「人間の相棒なら、やっぱり犬」——そう思う人は多いはず。指を差した方向を見て、こちらの意図を読む。あの賢さは、長い家畜化の歴史で犬が身につけた特別な能力だと信じられてきました。ところが人間と一緒に育てた狼を犬と比べたある研究では、人間の「合図」を読む力で狼のほうが上回ったというのです。「犬は人の気持ちがわかる」という常識は、もしかすると半分しか正しくないのかもしれません。
※注:ここでいう「社会的合図」とは、指差しや視線など、人間がさりげなく出すサインのこと。これを頼りに隠された食べ物の場所を当てられるか、という形でテストされることが多い。
今日の知ってた?
📏 生まれたときから人間に育てられ、日常的に人と関わって育った狼は、訓練なしでも人間の指差しを頼りに隠された食べ物を見つけられる。一方、屋外や保護施設でテストされた犬は同じ指差しにうまく従えなかった——つまり「人間の合図を読む力」は、家畜化そのものではなくどう育てられたかに大きく左右される可能性がある、というのが研究の主張だ。
背景:犬は「人の気持ちがわかる」動物とされてきた
犬と狼は、もとをたどれば同じ祖先から枝分かれした近い親戚です。そして長らく、「犬は人間と一緒に暮らすうちに、人の合図を読む能力を進化させた」というのが定説でした。指を差せば犬はその方向を見る。視線の先を追う。飼い主の機嫌をうかがう。こうした行動は、人間社会に適応した家畜化(ドメスティケーション)の賜物であり、野生の狼にはできない芸当だと考えられてきたのです。
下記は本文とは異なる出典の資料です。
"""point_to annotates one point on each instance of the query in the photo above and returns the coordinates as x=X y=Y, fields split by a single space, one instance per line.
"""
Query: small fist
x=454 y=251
この「家畜化が人間理解の鍵」という説には、有名な裏付けもあります。犬と狼の遺伝的な違いを調べると、犬には人間でいうウィリアムズ症候群※に関わる遺伝子領域に特徴があることがわかってきました。人間の場合、この症候群を持つ人はとても社交的で人なつっこく、見知らぬ相手にも警戒心が薄いという傾向があるとされます。「犬はいわば、人間に対して極端にフレンドリーに振る舞うよう選抜されてきた動物」というわけです。
※ ウィリアムズ症候群(Williams-Beuren症候群):特定の遺伝子が欠けることで生じる先天性の症候群。きわめて社交的で親しみやすい性格を示すことが知られている。犬の人なつっこさとの関連が研究で指摘されているが、あくまで仮説の段階。
もう少し詳しく:問われたのは「育ち」だったのかもしれない
今回の話のポイントは、「フレンドリーであること」と「賢いこと」は別物だ、という視点です。犬は人間に好かれるよう、警戒心が薄く愛想のいい方向へ選抜されてきました。ただ、その過程で問題解決能力や自分で考える力は、狼ほどには磨かれなかった可能性がある。言い換えると、犬は人間に頼ることを覚えた代わりに、自力で答えを探す力を少し手放したのかもしれない、という見方です。
そして研究が突きつけたのは、「家畜化されていなくても、人間の合図は読めるようになる」という事実でした。生まれてすぐから人間に育てられ、毎日人と濃く関わった狼は、特別な訓練なしに指差しを理解した。研究者はここから「人間に似た社会的認知を持つのに、家畜化は必須条件ではない」「育つ環境や日々の関わりこそが鍵かもしれない」と結論づけています。犬の賢さは生まれ持ったものというより、人と暮らす中で引き出されるものだ——そんな解釈の余地が生まれたわけです。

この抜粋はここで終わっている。